The null hypothesis would be this: Lorca is pretty much a typical writer of his day and age. Typical in his class origin, in his formation, in his interest. He took an interest in popular music, folklore, and Flamenco, like Menéndez Pidal or Manuel Machado, or Rafael Alberti. He was interested in Góngora, like everyone else of his generation, and went on to write quasi-surrealist poetry, like Larrea, Cernuda, Aleixandre, Alberti, and the surrealist group of the Canary islands. He wrote neo-classical sonnets, like other poets of the early 30s. Like many poets, he wrote plays too. The Machado brothers, Alberti, even Unamuno. Nothing makes him stand out from the crowd, a crowd of admittedly brilliant poets and playwrights, except for his charismatic personality. Only his violent assassination at the beginning of the war raised him to another level. That symbolically resonant death and fact that his work conformed superficially to what most interested foreigners in Spain--the Romantic, Hemingwayesque version of Spanish cultural exceptionalism, made him popular in the English-speaking world.
The null hypothesis is useful in that it sets the bar at a certain level. We cannot just assume that Lorca is an exceptional writer. It also contains a good deal that is true. We cannot deny the multiple ways in which he seems to be one of many.

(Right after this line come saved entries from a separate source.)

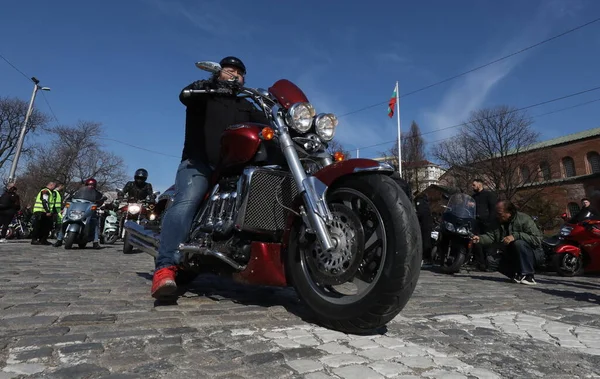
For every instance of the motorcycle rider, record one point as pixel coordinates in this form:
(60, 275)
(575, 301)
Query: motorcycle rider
(90, 193)
(207, 116)
(138, 189)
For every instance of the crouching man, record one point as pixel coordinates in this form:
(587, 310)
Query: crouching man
(521, 242)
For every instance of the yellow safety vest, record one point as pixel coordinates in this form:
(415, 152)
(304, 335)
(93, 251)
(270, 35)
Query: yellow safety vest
(38, 206)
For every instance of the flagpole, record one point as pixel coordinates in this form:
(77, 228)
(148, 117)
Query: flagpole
(399, 133)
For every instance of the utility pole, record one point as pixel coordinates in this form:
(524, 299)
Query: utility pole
(13, 167)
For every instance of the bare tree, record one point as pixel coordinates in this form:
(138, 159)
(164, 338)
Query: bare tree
(74, 155)
(12, 117)
(497, 145)
(413, 155)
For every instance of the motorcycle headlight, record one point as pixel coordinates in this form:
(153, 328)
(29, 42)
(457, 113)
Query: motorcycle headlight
(300, 116)
(75, 215)
(325, 124)
(462, 230)
(565, 231)
(133, 209)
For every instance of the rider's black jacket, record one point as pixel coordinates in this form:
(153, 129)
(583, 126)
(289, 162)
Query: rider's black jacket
(132, 191)
(207, 117)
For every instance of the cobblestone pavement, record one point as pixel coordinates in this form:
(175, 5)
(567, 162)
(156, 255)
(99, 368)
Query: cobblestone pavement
(88, 314)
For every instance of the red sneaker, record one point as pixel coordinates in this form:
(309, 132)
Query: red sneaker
(163, 283)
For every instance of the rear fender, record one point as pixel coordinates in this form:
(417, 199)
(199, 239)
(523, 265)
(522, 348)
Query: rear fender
(568, 249)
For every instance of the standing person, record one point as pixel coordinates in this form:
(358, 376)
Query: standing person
(57, 207)
(585, 212)
(521, 240)
(426, 224)
(485, 202)
(42, 211)
(10, 203)
(207, 117)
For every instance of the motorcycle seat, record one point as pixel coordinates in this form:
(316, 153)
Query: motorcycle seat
(551, 241)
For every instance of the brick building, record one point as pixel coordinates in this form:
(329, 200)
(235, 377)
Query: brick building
(561, 172)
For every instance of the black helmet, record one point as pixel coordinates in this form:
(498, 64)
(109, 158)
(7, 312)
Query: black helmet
(234, 62)
(140, 175)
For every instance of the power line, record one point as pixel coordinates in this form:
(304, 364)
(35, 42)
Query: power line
(476, 68)
(138, 147)
(15, 67)
(499, 114)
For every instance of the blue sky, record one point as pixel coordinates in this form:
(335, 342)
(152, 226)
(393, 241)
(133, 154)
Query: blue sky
(123, 63)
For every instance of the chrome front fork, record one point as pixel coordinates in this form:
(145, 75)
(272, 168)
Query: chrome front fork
(312, 189)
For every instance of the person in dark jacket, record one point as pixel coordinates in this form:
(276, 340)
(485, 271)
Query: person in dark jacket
(521, 240)
(138, 189)
(10, 203)
(485, 203)
(207, 117)
(426, 223)
(586, 212)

The refutation of this hypothesis would look at the distinctive achievement of his plays. Nobody else raised the theater to that level. He is comparable only to the greatest playwrights of the "Golden Age." Next, at his poetics, the complexity of his writing about poetry. Finally, to the fact that he was at worst primus inter pares, at best, the most talented poet in Spain since Góngora. Not to mention that once he was raised to a certain level, even by accident or mistake, his work becomes hypercanonical and hence attract endless hermeneutical events. Song settings, novels, false translations, etc... So it becomes impossible simply to view him as a normal poet of his age.